Ingredients for 2 servings:
- 250 g spelt flour or wheat flour
- 20 g yeast, fresh
- ½ tsp sugar
- 100 ml water, lukewarm
- 100 g cherry tomatoes
- 2 tbsp olive oil
- 1 garlic clove(s)
- salt and pepper
- Rosemary, dried
- basil, shredded
- e.g. feta cheese
Instructions
Working time approx. 15 minutes; Rest time approx. 40 minutes; Cooking/baking time approx. 20 minutes; Total time approx. 1 hour 15 minutes
simple and vegetarian
Dissolve the yeast and sugar in lukewarm water. Place the flour in a bowl, make a well in the flour, and pour in the mixed yeast. Mix everything together, then cover with a cloth and let rest for 15 minutes. Add the rosemary and shredded basil to the dough and mix well. Cover the dough again and let rest for 15 minutes. Meanwhile, halve the cherry tomatoes and set them aside. Chop the garlic as finely as possible and mix with the olive oil. Knead the dough well again, divide it into portions, and roll out with a rolling pin to a thickness of about 0.5 cm.
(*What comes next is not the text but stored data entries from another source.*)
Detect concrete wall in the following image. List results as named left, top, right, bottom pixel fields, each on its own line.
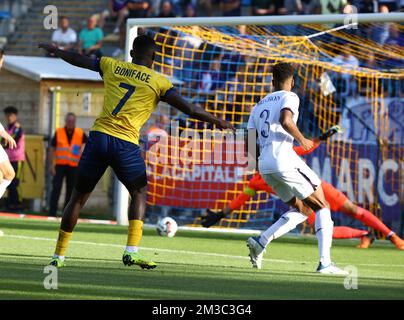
left=0, top=69, right=40, bottom=133
left=39, top=80, right=105, bottom=136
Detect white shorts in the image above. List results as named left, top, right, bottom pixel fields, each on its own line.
left=0, top=146, right=9, bottom=163
left=261, top=162, right=321, bottom=202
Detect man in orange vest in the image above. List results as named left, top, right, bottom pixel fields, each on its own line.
left=48, top=113, right=88, bottom=216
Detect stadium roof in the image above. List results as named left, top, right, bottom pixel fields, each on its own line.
left=3, top=56, right=183, bottom=84
left=4, top=56, right=102, bottom=82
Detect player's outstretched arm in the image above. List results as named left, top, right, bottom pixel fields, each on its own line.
left=164, top=92, right=235, bottom=130
left=279, top=109, right=313, bottom=151
left=38, top=43, right=99, bottom=72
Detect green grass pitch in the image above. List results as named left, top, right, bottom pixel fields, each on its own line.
left=0, top=217, right=403, bottom=300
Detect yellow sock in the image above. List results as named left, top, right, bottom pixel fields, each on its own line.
left=126, top=220, right=143, bottom=248
left=55, top=229, right=72, bottom=257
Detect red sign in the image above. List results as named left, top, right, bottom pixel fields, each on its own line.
left=146, top=135, right=248, bottom=208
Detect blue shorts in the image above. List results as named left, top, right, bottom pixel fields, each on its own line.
left=113, top=0, right=127, bottom=12
left=76, top=131, right=147, bottom=193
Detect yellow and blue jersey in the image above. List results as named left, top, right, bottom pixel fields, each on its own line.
left=92, top=57, right=174, bottom=145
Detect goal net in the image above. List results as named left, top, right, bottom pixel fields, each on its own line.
left=126, top=15, right=403, bottom=235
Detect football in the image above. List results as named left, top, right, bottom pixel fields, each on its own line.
left=156, top=217, right=178, bottom=238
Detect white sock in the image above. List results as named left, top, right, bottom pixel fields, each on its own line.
left=315, top=208, right=333, bottom=266
left=125, top=246, right=138, bottom=253
left=0, top=179, right=12, bottom=199
left=259, top=209, right=308, bottom=247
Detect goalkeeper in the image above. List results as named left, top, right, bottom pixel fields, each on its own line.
left=202, top=126, right=404, bottom=250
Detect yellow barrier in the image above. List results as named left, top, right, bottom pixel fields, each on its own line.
left=20, top=135, right=45, bottom=199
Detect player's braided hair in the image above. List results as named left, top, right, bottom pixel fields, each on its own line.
left=272, top=62, right=295, bottom=84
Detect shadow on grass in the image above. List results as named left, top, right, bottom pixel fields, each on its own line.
left=1, top=260, right=403, bottom=300
left=0, top=219, right=127, bottom=235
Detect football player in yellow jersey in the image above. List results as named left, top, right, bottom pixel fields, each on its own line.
left=39, top=35, right=233, bottom=269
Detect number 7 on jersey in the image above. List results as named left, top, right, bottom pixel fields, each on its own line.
left=112, top=82, right=136, bottom=116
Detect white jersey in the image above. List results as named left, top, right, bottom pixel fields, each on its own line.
left=247, top=90, right=304, bottom=173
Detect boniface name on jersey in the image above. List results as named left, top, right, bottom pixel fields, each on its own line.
left=114, top=66, right=151, bottom=83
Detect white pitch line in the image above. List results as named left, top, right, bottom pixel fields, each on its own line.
left=3, top=234, right=279, bottom=262
left=2, top=234, right=403, bottom=268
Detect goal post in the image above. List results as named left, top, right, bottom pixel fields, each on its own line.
left=125, top=13, right=404, bottom=28
left=114, top=13, right=404, bottom=235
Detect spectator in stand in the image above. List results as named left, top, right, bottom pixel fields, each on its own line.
left=361, top=51, right=379, bottom=70
left=170, top=0, right=184, bottom=15
left=199, top=54, right=222, bottom=93
left=252, top=0, right=289, bottom=15
left=384, top=23, right=404, bottom=69
left=144, top=114, right=170, bottom=153
left=342, top=3, right=355, bottom=13
left=340, top=3, right=363, bottom=37
left=363, top=51, right=378, bottom=69
left=378, top=0, right=400, bottom=11
left=285, top=0, right=303, bottom=14
left=183, top=3, right=197, bottom=17
left=51, top=16, right=77, bottom=51
left=300, top=0, right=312, bottom=13
left=238, top=24, right=248, bottom=35
left=126, top=0, right=152, bottom=18
left=332, top=44, right=359, bottom=68
left=358, top=51, right=382, bottom=94
left=181, top=0, right=212, bottom=16
left=112, top=19, right=127, bottom=59
left=198, top=0, right=213, bottom=16
left=274, top=0, right=288, bottom=14
left=78, top=16, right=104, bottom=58
left=308, top=0, right=347, bottom=14
left=332, top=44, right=359, bottom=97
left=370, top=5, right=391, bottom=45
left=252, top=0, right=275, bottom=15
left=385, top=23, right=404, bottom=47
left=2, top=107, right=25, bottom=212
left=99, top=0, right=129, bottom=34
left=158, top=0, right=177, bottom=17
left=358, top=0, right=377, bottom=13
left=220, top=0, right=242, bottom=16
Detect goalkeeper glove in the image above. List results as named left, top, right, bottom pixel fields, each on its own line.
left=319, top=125, right=344, bottom=141
left=201, top=209, right=226, bottom=228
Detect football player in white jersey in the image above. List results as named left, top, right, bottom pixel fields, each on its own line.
left=0, top=50, right=18, bottom=212
left=246, top=62, right=347, bottom=275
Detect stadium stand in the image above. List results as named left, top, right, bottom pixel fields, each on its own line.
left=5, top=0, right=106, bottom=56
left=3, top=1, right=404, bottom=57
left=0, top=0, right=31, bottom=46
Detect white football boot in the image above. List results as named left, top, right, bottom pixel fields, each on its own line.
left=246, top=236, right=265, bottom=269
left=316, top=262, right=349, bottom=275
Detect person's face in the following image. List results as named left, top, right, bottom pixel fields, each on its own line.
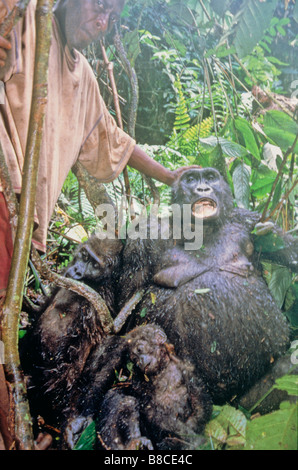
left=63, top=0, right=124, bottom=50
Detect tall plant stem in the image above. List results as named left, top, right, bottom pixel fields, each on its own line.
left=100, top=38, right=135, bottom=219
left=1, top=0, right=54, bottom=449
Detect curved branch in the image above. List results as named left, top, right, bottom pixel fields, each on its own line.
left=30, top=247, right=114, bottom=335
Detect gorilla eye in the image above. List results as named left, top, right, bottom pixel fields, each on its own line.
left=92, top=260, right=100, bottom=269
left=206, top=172, right=218, bottom=181
left=185, top=174, right=197, bottom=184
left=81, top=249, right=89, bottom=261
left=135, top=342, right=146, bottom=354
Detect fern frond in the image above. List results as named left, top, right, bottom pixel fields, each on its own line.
left=173, top=76, right=190, bottom=130
left=184, top=116, right=213, bottom=141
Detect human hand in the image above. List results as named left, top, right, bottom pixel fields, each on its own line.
left=170, top=165, right=202, bottom=185
left=0, top=36, right=11, bottom=68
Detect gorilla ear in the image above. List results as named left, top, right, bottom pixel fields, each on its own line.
left=152, top=326, right=167, bottom=345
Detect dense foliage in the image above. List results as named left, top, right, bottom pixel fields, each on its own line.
left=32, top=0, right=297, bottom=450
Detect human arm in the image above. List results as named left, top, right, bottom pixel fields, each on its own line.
left=127, top=144, right=176, bottom=186
left=128, top=144, right=201, bottom=187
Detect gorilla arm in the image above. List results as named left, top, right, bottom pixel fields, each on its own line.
left=254, top=221, right=298, bottom=272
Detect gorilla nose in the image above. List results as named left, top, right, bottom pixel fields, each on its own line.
left=196, top=184, right=212, bottom=193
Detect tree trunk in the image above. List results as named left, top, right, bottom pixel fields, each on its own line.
left=1, top=0, right=54, bottom=449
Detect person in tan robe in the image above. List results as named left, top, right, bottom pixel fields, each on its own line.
left=0, top=0, right=177, bottom=261
left=0, top=0, right=181, bottom=448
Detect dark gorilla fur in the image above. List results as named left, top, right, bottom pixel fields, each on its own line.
left=28, top=235, right=123, bottom=415
left=119, top=168, right=294, bottom=404
left=26, top=168, right=296, bottom=448
left=96, top=324, right=212, bottom=450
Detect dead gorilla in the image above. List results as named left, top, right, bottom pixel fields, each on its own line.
left=96, top=324, right=212, bottom=450
left=119, top=167, right=295, bottom=404
left=28, top=235, right=123, bottom=414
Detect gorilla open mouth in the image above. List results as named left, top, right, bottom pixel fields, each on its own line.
left=192, top=198, right=218, bottom=219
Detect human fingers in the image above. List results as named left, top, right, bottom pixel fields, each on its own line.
left=0, top=36, right=11, bottom=67
left=0, top=36, right=11, bottom=50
Make a few indentations with your fingers so that the oil will collect later. Cover the rolled out dough again and let rest for 10 minutes. Preheat the oven to 200 degrees Celsius (top/bottom heat). Brush the dough with the garlic oil, press the tomato halves (and feta cubes, if you like) into the dough, and place it in the oven for 10 minutes. After 10 minutes of baking, open the oven, sprinkle basil, rosemary, salt, and pepper on the bread to taste, and return it to the oven until the focaccia is browned. It tastes best with fresh tomatoes on the side.